In this paper, we study a problem of mining bus delay aggregation which is useful for optimizing the bus delay timetable. To mine these clusters of bus delay and present the result sets concisely, we propose an algorithm called RSTV-Miner. RSTV-Miner has three components:R-tree index structure, spatial-temporal scan and statistical test. We evaluate our method using the open data set released by city of Tampere, Finland recently. Our experiment verifies the bus delay aggregation in spatial-temporal area by RSTV-Miner. And it is useful for traffic schedule structure to find the traffic congestion place in Tampere.
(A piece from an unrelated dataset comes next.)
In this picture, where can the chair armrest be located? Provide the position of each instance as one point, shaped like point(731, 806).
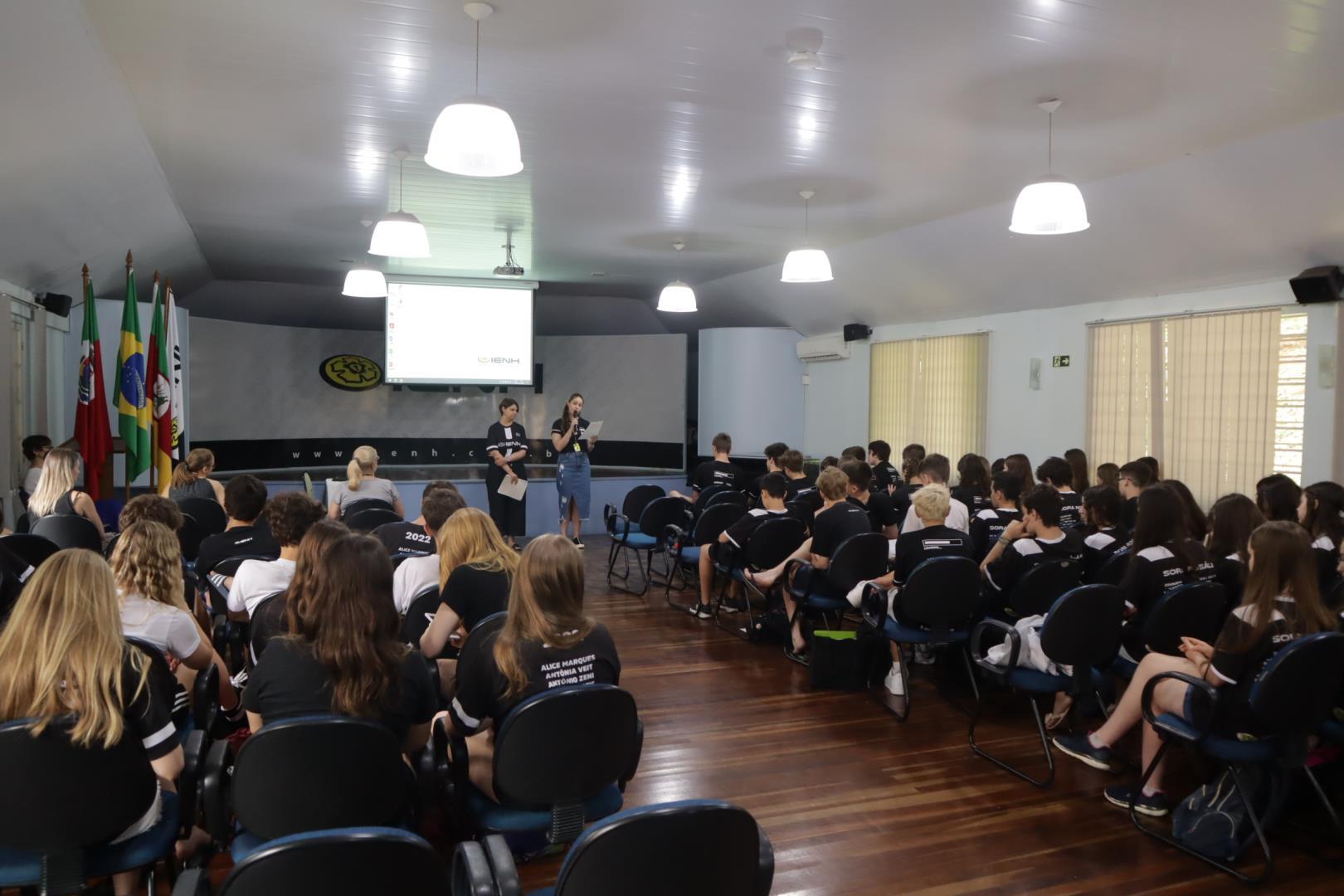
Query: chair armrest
point(1210, 694)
In our work, we apply spatial-temporal scanning in our algorithm that help us to learn the aggregation of bus delay which is useful for traffic schedule construction. We use statistical hypothesis test to detect the clustering degree of bus delay. Mining this interest problem in our work, we find the aggregation of bus delay in both temporal dimension and spatial dimension. After finding the aggregation, we obtain many clusters of bus delay on spatial-temporal area using RSTV-Miner. When scanning area, we partition study area into zones, which omits some details about bus stops and affects the efficiency of algorithm. This lead us to do more future work on mining bus delay. In the future, we could also do more data mining on experiment results to predict bus delay and traffic congestion.